Federated Learning with Uncertainty via Distilled Predictive Distributions

Most existing federated learning methods are unable to estimate model/predictive uncertainty since the client models are trained using the standard loss function minimization approach which ignores such uncertainties. In many situations, however, especially in limited data settings, it is beneficial to take into account the uncertainty in the model parameters at each client as it leads to more accurate predictions and also because reliable estimates of uncertainty can be used for tasks, such as out-of-distribution (OOD) detection, and sequential decision-making tasks, such as active learning. We present a framework for federated learning with uncertainty where, in each round, each client infers the posterior distribution over its parameters as well as the posterior predictive distribution (PPD), distills the PPD into a single deep neural network, and sends this network to the server. Unlike some of the recent Bayesian approaches to federated learning, our approach does not require sending the whole posterior distribution of the parameters from each client to the server but only the PPD in the distilled form as a deep neural network. In addition, when making predictions at test time, it does not require computationally expensive Monte-Carlo averaging over the posterior distribution because our approach always maintains the PPD in the form of a single deep neural network. Moreover, our approach does not make any restrictive assumptions, such as the form of the clients' posterior distributions, or of their PPDs. We evaluate our approach on classification in federated setting, as well as active learning and OOD detection in federated settings, on which our approach outperforms various existing federated learning baselines.
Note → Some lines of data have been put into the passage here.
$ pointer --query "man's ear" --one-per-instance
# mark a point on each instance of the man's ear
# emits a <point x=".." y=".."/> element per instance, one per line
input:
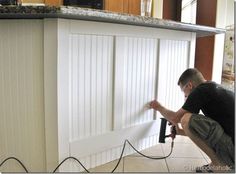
<point x="191" y="84"/>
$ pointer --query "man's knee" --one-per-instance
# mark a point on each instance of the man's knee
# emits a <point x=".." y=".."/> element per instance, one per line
<point x="185" y="120"/>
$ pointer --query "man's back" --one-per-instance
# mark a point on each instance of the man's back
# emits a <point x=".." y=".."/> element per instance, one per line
<point x="215" y="102"/>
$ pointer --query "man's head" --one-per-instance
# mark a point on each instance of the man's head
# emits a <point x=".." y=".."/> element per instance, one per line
<point x="189" y="80"/>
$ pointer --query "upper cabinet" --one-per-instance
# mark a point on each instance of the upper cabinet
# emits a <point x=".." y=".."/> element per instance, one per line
<point x="54" y="2"/>
<point x="123" y="6"/>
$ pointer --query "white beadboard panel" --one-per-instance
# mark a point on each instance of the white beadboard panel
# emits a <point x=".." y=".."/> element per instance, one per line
<point x="173" y="60"/>
<point x="135" y="80"/>
<point x="22" y="94"/>
<point x="91" y="85"/>
<point x="86" y="147"/>
<point x="106" y="151"/>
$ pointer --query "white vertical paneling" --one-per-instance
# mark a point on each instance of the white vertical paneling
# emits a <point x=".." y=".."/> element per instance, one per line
<point x="91" y="72"/>
<point x="136" y="66"/>
<point x="173" y="60"/>
<point x="21" y="94"/>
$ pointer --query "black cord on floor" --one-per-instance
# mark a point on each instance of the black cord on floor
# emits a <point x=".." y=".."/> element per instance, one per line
<point x="71" y="157"/>
<point x="121" y="155"/>
<point x="14" y="158"/>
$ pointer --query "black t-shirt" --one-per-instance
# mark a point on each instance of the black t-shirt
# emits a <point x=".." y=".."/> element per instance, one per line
<point x="215" y="102"/>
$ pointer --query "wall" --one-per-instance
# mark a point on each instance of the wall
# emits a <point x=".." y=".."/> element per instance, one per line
<point x="56" y="101"/>
<point x="106" y="75"/>
<point x="224" y="17"/>
<point x="22" y="94"/>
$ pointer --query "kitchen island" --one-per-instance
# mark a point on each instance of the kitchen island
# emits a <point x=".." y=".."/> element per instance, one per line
<point x="76" y="82"/>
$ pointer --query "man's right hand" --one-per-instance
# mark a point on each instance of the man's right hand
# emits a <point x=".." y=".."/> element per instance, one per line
<point x="155" y="105"/>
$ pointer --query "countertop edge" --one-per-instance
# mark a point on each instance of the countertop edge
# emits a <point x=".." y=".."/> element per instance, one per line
<point x="41" y="12"/>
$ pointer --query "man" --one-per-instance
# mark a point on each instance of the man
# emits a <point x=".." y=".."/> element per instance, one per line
<point x="213" y="132"/>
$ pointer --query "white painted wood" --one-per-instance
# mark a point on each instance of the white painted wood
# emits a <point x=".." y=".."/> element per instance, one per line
<point x="63" y="89"/>
<point x="192" y="46"/>
<point x="134" y="80"/>
<point x="91" y="69"/>
<point x="50" y="92"/>
<point x="89" y="82"/>
<point x="21" y="94"/>
<point x="101" y="28"/>
<point x="173" y="60"/>
<point x="86" y="146"/>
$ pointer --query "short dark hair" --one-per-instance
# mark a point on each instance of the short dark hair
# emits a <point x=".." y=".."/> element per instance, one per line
<point x="191" y="74"/>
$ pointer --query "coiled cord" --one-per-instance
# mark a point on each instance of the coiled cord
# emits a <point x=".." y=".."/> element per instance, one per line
<point x="121" y="155"/>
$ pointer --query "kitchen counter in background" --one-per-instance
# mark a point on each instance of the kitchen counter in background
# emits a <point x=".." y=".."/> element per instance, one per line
<point x="38" y="12"/>
<point x="76" y="82"/>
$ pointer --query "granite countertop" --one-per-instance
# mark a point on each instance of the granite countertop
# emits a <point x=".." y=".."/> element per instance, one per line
<point x="40" y="12"/>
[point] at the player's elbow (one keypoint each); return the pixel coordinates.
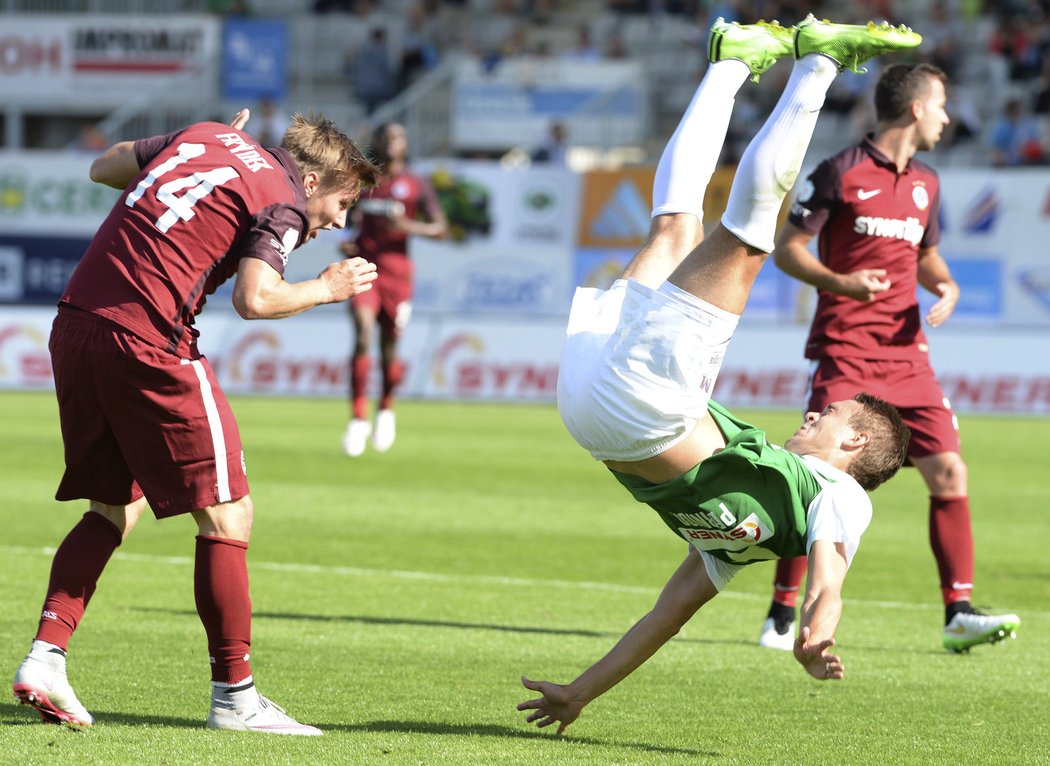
(250, 305)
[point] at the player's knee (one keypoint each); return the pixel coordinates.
(949, 476)
(228, 520)
(123, 517)
(681, 231)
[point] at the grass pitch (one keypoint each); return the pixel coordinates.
(398, 598)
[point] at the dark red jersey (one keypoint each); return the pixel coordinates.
(207, 196)
(869, 216)
(377, 235)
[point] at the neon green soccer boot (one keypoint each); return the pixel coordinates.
(851, 45)
(973, 628)
(757, 45)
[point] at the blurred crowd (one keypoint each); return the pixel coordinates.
(994, 52)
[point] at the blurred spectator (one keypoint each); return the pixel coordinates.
(1015, 137)
(269, 125)
(371, 71)
(554, 148)
(966, 122)
(942, 36)
(1011, 41)
(1041, 97)
(419, 51)
(513, 45)
(615, 46)
(584, 48)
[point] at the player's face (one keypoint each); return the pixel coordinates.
(823, 431)
(932, 116)
(328, 210)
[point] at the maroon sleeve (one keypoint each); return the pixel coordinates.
(931, 236)
(818, 198)
(274, 233)
(146, 149)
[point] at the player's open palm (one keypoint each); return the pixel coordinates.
(555, 704)
(865, 283)
(814, 657)
(350, 277)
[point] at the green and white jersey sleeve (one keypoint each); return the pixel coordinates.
(754, 501)
(840, 512)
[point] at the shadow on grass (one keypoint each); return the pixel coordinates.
(9, 716)
(417, 622)
(12, 715)
(428, 727)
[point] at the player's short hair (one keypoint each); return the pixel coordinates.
(900, 85)
(316, 145)
(887, 447)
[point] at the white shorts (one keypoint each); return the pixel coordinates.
(638, 366)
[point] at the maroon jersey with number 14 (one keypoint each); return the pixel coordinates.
(869, 216)
(206, 197)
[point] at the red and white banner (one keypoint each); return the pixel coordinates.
(96, 58)
(516, 360)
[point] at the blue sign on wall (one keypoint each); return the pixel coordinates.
(254, 60)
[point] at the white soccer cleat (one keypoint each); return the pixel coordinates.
(970, 629)
(356, 437)
(385, 431)
(41, 682)
(777, 635)
(248, 710)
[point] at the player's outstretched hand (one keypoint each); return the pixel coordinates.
(815, 659)
(940, 312)
(555, 704)
(350, 277)
(864, 284)
(240, 119)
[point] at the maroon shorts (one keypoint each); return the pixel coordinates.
(909, 385)
(137, 420)
(390, 298)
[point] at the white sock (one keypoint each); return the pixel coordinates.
(691, 153)
(774, 156)
(234, 692)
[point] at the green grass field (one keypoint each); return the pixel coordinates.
(399, 597)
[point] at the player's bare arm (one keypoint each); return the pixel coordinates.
(935, 276)
(687, 591)
(821, 611)
(793, 257)
(117, 167)
(261, 293)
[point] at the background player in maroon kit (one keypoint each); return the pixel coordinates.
(143, 417)
(876, 211)
(400, 206)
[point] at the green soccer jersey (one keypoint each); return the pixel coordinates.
(754, 501)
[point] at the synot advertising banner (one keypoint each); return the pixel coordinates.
(510, 246)
(504, 359)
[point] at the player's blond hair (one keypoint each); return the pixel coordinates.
(316, 145)
(887, 445)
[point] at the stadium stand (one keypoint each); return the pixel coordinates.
(1005, 44)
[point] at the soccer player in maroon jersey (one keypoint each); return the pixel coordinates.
(402, 205)
(143, 417)
(875, 209)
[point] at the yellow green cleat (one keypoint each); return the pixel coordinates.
(757, 45)
(851, 45)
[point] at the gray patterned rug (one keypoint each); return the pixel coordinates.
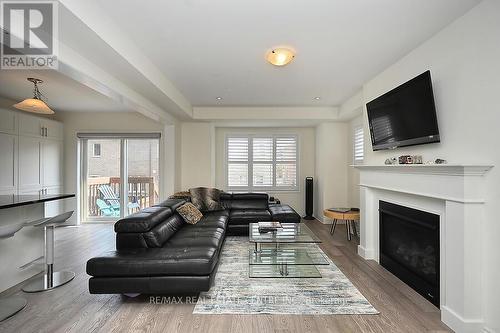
(235, 293)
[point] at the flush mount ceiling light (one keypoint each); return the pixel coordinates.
(280, 56)
(35, 104)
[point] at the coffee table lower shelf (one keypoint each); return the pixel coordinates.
(285, 263)
(283, 271)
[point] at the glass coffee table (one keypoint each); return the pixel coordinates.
(289, 252)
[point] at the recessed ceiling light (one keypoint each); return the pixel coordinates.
(280, 56)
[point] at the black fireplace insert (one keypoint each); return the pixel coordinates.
(409, 247)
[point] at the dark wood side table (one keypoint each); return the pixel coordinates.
(349, 217)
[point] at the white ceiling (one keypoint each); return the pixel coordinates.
(61, 92)
(216, 48)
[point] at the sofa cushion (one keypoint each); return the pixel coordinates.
(172, 203)
(214, 219)
(144, 220)
(197, 237)
(226, 199)
(246, 216)
(206, 199)
(284, 214)
(249, 201)
(154, 262)
(181, 195)
(157, 236)
(189, 213)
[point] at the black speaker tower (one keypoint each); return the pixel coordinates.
(309, 198)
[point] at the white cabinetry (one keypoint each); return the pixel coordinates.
(8, 163)
(31, 150)
(8, 122)
(30, 153)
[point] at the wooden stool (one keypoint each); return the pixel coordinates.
(349, 217)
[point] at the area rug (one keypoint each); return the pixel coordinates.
(234, 292)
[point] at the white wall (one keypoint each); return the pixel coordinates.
(331, 167)
(464, 60)
(197, 155)
(306, 137)
(75, 122)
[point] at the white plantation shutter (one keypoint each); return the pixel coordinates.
(262, 166)
(286, 162)
(237, 162)
(359, 152)
(255, 162)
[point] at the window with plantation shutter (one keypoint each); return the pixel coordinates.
(261, 162)
(237, 162)
(359, 151)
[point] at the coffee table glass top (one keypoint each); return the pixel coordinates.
(290, 233)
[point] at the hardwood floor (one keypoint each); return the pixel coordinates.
(72, 309)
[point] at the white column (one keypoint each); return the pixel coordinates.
(461, 282)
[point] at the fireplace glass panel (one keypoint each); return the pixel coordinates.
(409, 247)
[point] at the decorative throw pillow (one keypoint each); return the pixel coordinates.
(181, 195)
(189, 213)
(206, 199)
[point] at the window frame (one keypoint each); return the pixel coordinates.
(354, 130)
(93, 150)
(250, 187)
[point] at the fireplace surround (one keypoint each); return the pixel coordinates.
(456, 194)
(409, 247)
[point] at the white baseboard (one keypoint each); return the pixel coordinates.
(459, 324)
(367, 254)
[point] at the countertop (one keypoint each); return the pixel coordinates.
(10, 201)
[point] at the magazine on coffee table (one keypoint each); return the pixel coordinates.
(269, 226)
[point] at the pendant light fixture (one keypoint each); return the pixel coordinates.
(35, 104)
(280, 56)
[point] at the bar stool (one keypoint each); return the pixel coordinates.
(11, 305)
(349, 217)
(50, 279)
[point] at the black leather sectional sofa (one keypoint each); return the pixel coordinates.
(158, 253)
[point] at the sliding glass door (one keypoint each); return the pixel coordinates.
(143, 172)
(119, 175)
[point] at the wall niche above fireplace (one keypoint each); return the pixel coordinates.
(409, 247)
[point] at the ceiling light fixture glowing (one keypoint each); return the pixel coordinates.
(280, 56)
(35, 104)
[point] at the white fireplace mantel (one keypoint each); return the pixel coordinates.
(457, 194)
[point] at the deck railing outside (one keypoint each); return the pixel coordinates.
(141, 190)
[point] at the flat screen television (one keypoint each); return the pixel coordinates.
(404, 116)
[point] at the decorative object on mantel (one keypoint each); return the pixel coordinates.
(409, 159)
(391, 161)
(35, 104)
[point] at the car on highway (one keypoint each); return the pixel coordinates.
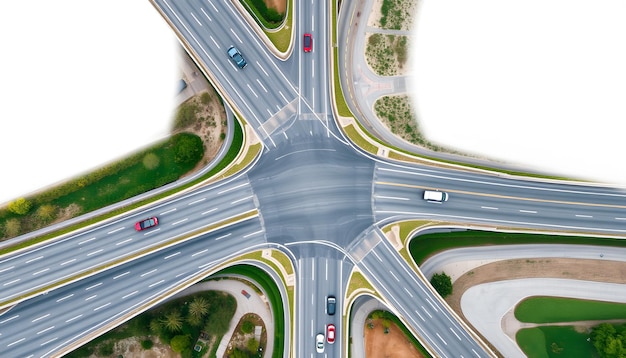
(330, 333)
(435, 196)
(147, 223)
(331, 303)
(236, 56)
(319, 343)
(307, 43)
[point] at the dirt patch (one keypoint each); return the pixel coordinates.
(590, 270)
(247, 341)
(387, 55)
(279, 5)
(131, 348)
(398, 15)
(393, 344)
翻译：现有联邦学习方法大多无法估计模型/预测不确定性，因为客户端模型采用忽略此类不确定性的标准损失函数最小化方法进行训练。然而在许多场景下（尤其是数据受限情形中），考虑各客户端模型参数的不确定性具有重要意义：一方面可提升预测精度，另一方面可靠的不确定性估计可用于分布外检测、主动学习等序贯决策任务。本文提出一种面向不确定性的联邦学习框架，在每轮训练中，各客户端推断自身参数的后验分布及后验预测分布，将后验预测分布蒸馏为单个深度神经网络后发送至服务器。与近期一些贝叶斯联邦学习方法不同，本方法无需将各客户端参数的完整后验分布传输至服务器，仅需传输以深度神经网络形态蒸馏后的后验预测分布。同时，由于本方法始终以单个深度神经网络形式维护后验预测分布，测试时无需对后验分布进行运算量庞大的蒙特卡洛平均。此外，本方法未对客户端后验分布或其后验预测分布的形态作出任何约束假设。我们在联邦场景的分类任务、主动学习及分布外检测任务上评估了所提方法，其性能优于多种现有联邦学习基线方法。